For further discussion, let’s assume D as +5 minutes, P as -2 minutes and O as -5 minutes.

positive means gaining time, negative losing time

How can we now use this to find ways so that drivers start obeying traffic rules? We can do something to change the pay-outs in the matrix so that obeying become the dominant strategy or at the very least disobeying doesn’t remain the dominant strategy.

Before setting up the conditions, let’s play with the above assumed pay-out matrix. For example, if we somehow ensure that when a driver obeys, he never loses time. There would now be a 2 in 7 chances that drivers will follow rule (this chance comes because of a mixed strategy Nash equilibrium; you can read more about it here).

Drivers don’t lose time even if other disobeys

Instead, of ensuring that obeying driver doesn’t lose time, if we demonstrate that by disobeying (when the other driver is obeying) the driver doesn’t gain any time, we can ensure that the drivers obey rules almost all the time (the derivation is again using mixed strategies and Nash equilibrium).

Driver doesn’t gain time by disobeying

A similar experiment (not sure if it was based out of such analysis) was done in Pune, where Deputy Commissioner of Police (Traffic) Tejaswi Satpute demonstrated that there is hardly any gain in commuting time by not following traffic rules. By conducting more such experiments and by educating drivers that they don’t gain much by not following the rules, we might change the traffic behaviour in the country.

To find conditions that will drivers to obey traffic rules require a deeper understanding of what mixed strategy is.
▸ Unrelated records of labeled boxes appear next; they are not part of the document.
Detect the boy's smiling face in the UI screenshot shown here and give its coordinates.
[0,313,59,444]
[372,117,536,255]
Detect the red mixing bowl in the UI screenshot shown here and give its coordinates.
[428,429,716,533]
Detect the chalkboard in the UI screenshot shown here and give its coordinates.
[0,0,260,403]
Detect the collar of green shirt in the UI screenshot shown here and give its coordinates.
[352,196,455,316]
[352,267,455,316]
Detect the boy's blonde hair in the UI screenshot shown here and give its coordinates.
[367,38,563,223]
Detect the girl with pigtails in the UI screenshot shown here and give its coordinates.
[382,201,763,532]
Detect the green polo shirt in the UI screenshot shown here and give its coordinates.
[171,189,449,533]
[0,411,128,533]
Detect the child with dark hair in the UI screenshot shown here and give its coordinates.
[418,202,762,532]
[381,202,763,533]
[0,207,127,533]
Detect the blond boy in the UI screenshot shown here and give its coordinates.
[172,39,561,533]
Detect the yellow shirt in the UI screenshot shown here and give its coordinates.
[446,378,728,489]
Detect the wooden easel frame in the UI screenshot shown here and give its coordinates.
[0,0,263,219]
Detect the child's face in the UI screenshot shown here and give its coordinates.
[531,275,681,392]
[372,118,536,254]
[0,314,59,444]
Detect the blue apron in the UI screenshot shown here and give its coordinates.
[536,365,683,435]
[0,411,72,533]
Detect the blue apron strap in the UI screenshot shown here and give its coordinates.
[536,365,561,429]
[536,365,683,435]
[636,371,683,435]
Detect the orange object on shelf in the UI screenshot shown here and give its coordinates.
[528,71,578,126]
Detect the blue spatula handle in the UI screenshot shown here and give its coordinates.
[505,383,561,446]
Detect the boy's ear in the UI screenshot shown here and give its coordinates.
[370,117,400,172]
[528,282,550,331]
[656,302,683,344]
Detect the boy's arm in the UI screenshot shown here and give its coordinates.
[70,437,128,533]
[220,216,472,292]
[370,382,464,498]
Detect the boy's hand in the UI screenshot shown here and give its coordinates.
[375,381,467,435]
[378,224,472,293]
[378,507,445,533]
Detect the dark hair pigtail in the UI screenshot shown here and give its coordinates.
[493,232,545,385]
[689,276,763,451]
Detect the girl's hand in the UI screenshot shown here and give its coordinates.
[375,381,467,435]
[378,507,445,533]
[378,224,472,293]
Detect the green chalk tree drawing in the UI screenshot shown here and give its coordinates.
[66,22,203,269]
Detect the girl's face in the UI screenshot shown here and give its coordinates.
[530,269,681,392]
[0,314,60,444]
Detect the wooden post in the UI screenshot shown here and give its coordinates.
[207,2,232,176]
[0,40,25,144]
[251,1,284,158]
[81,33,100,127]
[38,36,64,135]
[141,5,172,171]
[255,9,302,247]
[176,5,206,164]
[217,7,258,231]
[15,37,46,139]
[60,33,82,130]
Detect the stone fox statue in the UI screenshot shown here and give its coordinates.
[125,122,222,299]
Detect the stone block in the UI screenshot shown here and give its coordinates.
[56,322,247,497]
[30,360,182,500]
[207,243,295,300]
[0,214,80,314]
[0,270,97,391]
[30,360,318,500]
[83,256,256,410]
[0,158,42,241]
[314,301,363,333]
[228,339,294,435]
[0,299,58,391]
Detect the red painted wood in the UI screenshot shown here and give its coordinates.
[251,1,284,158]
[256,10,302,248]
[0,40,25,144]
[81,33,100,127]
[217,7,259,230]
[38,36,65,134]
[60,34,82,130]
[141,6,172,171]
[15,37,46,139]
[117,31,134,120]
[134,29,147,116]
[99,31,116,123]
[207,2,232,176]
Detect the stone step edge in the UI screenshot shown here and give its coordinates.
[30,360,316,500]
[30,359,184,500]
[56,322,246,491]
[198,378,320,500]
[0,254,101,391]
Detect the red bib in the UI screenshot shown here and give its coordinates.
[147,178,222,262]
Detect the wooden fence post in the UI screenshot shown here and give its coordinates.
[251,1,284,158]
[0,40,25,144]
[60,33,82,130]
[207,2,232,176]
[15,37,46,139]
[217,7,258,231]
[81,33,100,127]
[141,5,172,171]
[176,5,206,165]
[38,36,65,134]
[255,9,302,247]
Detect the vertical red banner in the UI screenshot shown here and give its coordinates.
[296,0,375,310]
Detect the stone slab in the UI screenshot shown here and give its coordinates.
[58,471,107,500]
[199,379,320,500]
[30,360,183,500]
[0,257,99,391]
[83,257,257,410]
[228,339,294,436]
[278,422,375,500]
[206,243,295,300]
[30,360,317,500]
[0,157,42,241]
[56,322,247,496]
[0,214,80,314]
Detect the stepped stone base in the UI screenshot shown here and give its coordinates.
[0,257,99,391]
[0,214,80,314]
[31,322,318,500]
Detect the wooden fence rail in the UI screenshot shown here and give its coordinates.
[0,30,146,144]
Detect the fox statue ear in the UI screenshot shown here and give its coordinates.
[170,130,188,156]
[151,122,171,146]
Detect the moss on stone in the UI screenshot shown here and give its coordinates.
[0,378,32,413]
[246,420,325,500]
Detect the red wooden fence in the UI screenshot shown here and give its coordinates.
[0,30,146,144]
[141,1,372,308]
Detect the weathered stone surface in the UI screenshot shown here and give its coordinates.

For now, let us not go into the background mathematics but it can be derived that the probability of drivers to obey is following.

Probability of driver to obey, q = (P - O) / (R - D + P - O)

We can quickly confirm from the last example when we set R = D (no loss or gain in time) then we get q = 1, i.e. 100% probability of driver obeying.

Now, since we want the driver to obey rules more often than disobeying the probability of obeying should be between ½ and 1 (since probability can’t be greater than 1). Therefore,

½ < q ≤1

Or, by putting the value of q and simplifying we get,

(R - D) < (P - O) ≤ 2(R - D) + (P - O)

Which can be further simplified in two set of inequalities (which is different from the conditions which resulted in prisoner’s dilemma),

R ≥ D & (P + D) > (R + O)

Which means, in simpler terms:

1. Rewards when both drivers obey traffic rules should be higher than or equal to what a driver can gain when the other driver follows the rules.

2. (Counter intuitively), total sum of possible gains from disobeying should be higher than total sum of gains from obeying the rules.

Using these conditions, we can intervene in the desired way to change the behaviour of the drivers. We have already seen that when we set R = D (and P > O) the behaviour changes in the right direction.

Here we created a very simple game theory model to understand the behaviour of the traffic and how we can play with the pay-outs to ensure that drivers follow traffic rules. We can create more complex and closer-to-real-life models to understand the behaviour of the commuters, but that will involve more mathematics making it difficult to explain here (I might write a separate rich in mathematics post for that). However, I will urge authorities to use such models so that they can positively change the traffic behaviour.